Inflorescence: usually a solitary, stalkless bundle of spikelets, terminal (sometimes also axillary), subtended by a leaf-like bract. Bract 2 - 5 cm long, spreading-hairy. Axillary clusters (when present) one or two, remote, growing on thread-like stalks.

Flowers: either male or female, borne on the same plant (monoecious), minute, subtended by a floral scale, lacking sepals and petals. Stamens one to three, exserted. Anthers 2 - 2.5 mm long. Pistil one. Style linear, two- to three-cleft.

Fruit: a one-seeded achene, white to gray, sometimes also or only having black markings, 1 - 2.5 mm wide, spherical to rarely egg-shaped with a narrowly constricted base and umbonate (bearing an umbo, or protuberance) apex, three-sided, bumpy, subtended by a disk-like structure (hypogynium). Hypogynium brownish, with six rounded tubercles.

Culm: arising from hard, knotty rhizomes, usually tufted, upright, slender, three-sided, solid, and very hairy with hairs 0.5 - 1 mm long.

Spikelets: bisexual or male, 3 - 6 mm long. Male scales lance-shaped, membranous.
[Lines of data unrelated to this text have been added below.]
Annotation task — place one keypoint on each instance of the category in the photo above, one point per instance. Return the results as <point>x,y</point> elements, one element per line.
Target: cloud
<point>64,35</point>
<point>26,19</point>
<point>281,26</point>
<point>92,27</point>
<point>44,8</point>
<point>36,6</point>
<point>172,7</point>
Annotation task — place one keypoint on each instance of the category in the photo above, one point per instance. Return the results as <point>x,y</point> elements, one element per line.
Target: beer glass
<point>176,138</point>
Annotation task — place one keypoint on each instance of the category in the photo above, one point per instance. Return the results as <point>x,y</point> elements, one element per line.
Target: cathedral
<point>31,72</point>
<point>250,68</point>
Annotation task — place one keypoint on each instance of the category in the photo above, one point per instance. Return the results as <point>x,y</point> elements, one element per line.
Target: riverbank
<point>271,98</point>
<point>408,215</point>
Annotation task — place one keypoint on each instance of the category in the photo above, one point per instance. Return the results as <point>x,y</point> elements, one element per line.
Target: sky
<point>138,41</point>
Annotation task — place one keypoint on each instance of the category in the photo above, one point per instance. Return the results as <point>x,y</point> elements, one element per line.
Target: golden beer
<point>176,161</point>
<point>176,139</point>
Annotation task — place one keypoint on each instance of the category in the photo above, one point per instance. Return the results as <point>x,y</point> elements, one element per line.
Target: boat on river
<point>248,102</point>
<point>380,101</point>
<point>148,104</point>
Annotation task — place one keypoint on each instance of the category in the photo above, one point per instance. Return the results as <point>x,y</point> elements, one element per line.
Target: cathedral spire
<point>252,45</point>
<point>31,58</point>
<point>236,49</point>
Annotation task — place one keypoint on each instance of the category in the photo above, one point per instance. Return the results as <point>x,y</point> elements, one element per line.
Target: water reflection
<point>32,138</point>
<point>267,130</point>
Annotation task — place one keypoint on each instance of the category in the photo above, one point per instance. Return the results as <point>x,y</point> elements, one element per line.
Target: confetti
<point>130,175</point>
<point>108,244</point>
Female scales egg- to lance-shaped with a pointed tip.

Similar species: No information at this time.

Flowering: June to September

Habitat and ecology: Rare in the Chicago Region, where it grows on moist marsh borders.

Occurence in the Chicago region: native

Etymology: Scleria comes from the Greek word scleria, meaning hardness, referring to the fruit. Pauciflora means few-flowered.

Author: The Morton Arboretum

From Flora of Indiana (1940) by Charles C. Deam

Fassett (Rhodora 35: 202. 1933) writes that two collections from Miller and three from Dune Park in the herbarium of the University of Wisconsin named Scleria pauciflora Muhl. should be referred to the variety. I have seen these specimens and I agree with Fassett. I have this variety also from Jasper County.